What aspect of solving linear equations is this student struggling with?  From the student’s point of view, why does the moves made seem like the right ones?

Are there any interesting things that you do to help students with linear equations? How do you make the right moves seem intuitive?

  • John Acheson

    I too see this all the time. The student obviously does not understand that each and every element needs to be addressed. I tried to focus on combining like terms before they start moving terms to get the variables on one side and the constants on the other.

  • Hawke

    I wouldn’t touch the mistakes on #5 yet; the underlying misunderstandings indicated by #4 need to be addressed first.

    This student’s simplification in #4 seems to indicate a desire to “get rid of” terms. First, the student gets rid of the 8x on the right side, then decides to get rid of the 4x. This is done through a trick that the student has learned, namely, to subtract the same term from here and from there (which are supposed to be on opposite sides of the equation, but which he/she forgets in the second step, because the student isn’t particularly attentive to the fact that this trick exists to maintain equivalence of both sides of the equation.)

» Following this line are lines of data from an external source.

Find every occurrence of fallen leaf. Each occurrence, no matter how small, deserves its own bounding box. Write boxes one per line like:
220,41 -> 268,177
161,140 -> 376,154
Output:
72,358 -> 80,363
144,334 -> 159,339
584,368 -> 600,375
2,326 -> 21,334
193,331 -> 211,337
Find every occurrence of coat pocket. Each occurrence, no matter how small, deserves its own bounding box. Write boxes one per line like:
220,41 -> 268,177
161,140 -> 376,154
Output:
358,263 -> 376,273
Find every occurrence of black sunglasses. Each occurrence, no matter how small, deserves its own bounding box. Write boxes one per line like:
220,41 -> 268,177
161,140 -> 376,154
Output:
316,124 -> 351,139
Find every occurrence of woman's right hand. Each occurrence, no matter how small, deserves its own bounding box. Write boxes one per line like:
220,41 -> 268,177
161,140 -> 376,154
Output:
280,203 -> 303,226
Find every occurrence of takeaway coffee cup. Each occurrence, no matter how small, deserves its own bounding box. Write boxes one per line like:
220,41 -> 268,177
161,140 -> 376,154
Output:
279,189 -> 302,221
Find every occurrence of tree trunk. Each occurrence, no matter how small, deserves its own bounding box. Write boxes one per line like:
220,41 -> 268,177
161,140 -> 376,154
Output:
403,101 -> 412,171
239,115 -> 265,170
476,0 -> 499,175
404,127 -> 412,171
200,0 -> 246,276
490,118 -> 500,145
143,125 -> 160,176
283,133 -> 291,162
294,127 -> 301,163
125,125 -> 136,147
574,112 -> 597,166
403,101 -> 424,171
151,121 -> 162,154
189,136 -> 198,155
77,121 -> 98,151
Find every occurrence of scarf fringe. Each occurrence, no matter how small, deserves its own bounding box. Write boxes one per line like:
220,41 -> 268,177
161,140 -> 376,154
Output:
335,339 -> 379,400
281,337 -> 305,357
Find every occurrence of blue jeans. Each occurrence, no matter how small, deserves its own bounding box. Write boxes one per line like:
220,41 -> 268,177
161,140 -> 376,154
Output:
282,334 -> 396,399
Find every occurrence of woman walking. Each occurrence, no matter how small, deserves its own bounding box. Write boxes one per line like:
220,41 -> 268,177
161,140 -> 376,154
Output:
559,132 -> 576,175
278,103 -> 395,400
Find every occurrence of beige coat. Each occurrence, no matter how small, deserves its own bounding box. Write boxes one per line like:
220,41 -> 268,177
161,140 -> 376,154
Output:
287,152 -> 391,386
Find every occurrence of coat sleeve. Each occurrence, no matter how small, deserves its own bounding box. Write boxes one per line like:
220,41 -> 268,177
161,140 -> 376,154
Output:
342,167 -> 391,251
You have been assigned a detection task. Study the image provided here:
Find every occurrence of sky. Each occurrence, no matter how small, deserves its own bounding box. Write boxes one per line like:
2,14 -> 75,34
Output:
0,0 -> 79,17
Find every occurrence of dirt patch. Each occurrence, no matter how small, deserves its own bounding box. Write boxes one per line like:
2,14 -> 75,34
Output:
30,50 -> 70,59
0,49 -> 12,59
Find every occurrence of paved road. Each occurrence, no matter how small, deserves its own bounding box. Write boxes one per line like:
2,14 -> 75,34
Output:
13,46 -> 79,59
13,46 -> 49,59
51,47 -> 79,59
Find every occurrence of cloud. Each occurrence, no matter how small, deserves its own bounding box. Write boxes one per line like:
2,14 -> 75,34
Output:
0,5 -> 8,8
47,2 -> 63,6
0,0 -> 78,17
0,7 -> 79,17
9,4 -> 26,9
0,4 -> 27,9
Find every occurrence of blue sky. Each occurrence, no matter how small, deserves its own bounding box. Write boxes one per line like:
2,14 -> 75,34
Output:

    To address this, I would ask the student to first forget any tricks he/she may have learned to solve linear equations, and first try to build a conceptual understanding of what an equation like this represents. I’d take it down a notch on the ladder of abstraction by having the student represent these quantities on a balance, showing two rods, three units, and four more rods on the left. On the right, I’d put nine units, eight blocks, then remove five units. Instead of skipping right to algebraic methods, I’d ask the student to use guess-and-check to find the value of each rod. Is each rod (x) five? Let’s see, that would give us 33 on the left and 44 on the right. So 33=44…true or false? Let’s try something else. And so on.

    After spending some time here, I’d then show the student how, sometimes, a faster method of guessing and checking is to first simplify the picture/balance by combining rods, removing the same number of rods from both sides, etc.

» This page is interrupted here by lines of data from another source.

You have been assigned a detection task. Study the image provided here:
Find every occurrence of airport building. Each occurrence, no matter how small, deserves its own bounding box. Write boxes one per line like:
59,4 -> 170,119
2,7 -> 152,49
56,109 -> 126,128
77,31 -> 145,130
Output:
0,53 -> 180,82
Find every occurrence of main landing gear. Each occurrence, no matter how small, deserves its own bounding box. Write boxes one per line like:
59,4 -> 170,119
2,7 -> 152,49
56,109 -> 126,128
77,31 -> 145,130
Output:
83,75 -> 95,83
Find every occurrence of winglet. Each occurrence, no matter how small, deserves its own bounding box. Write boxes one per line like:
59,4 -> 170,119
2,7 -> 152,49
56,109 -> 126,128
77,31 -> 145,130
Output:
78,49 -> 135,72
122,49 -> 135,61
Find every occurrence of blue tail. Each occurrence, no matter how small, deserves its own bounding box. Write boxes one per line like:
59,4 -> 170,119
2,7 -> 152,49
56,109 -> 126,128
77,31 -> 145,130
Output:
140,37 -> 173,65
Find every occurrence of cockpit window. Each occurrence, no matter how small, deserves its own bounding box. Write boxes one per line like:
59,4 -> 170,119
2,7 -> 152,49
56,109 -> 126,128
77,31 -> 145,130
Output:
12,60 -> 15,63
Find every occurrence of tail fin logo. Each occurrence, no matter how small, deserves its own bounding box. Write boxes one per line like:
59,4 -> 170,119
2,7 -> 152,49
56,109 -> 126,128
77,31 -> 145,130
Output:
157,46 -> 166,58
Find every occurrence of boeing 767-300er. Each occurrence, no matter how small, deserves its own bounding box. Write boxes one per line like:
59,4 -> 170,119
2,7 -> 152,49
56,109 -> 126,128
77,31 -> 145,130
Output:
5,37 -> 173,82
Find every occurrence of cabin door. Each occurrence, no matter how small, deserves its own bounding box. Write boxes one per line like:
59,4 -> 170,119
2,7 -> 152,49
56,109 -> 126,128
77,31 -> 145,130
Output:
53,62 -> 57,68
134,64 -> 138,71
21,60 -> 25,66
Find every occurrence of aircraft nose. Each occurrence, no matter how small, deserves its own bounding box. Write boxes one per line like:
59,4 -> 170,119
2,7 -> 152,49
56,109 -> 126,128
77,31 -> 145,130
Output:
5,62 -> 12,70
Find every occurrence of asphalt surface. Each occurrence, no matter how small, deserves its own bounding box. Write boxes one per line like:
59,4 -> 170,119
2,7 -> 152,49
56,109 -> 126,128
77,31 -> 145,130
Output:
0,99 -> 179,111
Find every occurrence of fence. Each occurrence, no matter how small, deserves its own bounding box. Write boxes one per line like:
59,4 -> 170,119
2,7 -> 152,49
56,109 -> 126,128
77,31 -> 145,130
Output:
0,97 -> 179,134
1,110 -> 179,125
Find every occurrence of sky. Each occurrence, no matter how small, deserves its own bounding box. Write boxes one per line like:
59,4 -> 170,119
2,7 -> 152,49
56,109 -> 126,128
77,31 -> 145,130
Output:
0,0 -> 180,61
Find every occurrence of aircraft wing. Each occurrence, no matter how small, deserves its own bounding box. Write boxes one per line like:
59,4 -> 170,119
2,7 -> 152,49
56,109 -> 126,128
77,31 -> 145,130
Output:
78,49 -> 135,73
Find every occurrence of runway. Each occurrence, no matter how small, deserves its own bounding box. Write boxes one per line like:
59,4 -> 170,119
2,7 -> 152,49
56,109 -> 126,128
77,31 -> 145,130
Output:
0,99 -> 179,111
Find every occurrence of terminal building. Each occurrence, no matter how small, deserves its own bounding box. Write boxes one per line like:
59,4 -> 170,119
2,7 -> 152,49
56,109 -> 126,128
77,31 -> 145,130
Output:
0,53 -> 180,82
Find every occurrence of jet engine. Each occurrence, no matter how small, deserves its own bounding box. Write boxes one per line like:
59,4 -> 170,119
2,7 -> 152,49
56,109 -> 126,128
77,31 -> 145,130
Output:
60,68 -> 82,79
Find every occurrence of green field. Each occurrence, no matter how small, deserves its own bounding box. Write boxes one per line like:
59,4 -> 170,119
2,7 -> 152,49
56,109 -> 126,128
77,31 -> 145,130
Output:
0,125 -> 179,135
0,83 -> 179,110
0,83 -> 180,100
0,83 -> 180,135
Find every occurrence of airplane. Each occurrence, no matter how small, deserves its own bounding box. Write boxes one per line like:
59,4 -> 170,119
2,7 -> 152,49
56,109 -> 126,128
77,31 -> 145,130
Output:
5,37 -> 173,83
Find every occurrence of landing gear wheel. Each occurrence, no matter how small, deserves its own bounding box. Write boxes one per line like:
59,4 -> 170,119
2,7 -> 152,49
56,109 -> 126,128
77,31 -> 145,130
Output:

    None of these are my ideas; they’re all taken directly from the Hands-On Equations series. I’ve tried ignoring conceptual gaps like this and just plowing through with better tricks, and it hasn’t ever ended well. The only real long-term success I’ve ever had with this type of issue has been through building strong conceptual understanding and introducing procedural tricks only when kids understand how the tricks themselves are coherent with the math they were already performing.

  • secretseasons

    Before even getting to the algebra that takes up the bulk of the work in #4, I’d want to know what happened at the very end, when the student concludes that 1/6 = -6. Was this a careless mistake or does it indicate a deep problem?

    So I think I’d ask the student to solve things like 4x=1 and 7x=1 and maybe throw in something like 8x=3 and see what they do with that before we step back up to the linear equations issues.

  • Dave Radcliffe

    I’ve seen the suggestion that students should be taught to move all of the terms to the left side, i.e. write the equation in the form ax+b=0. This might be less confusing than moving the variable terms to one side and the constant terms to the other side. Has anyone tried this approach?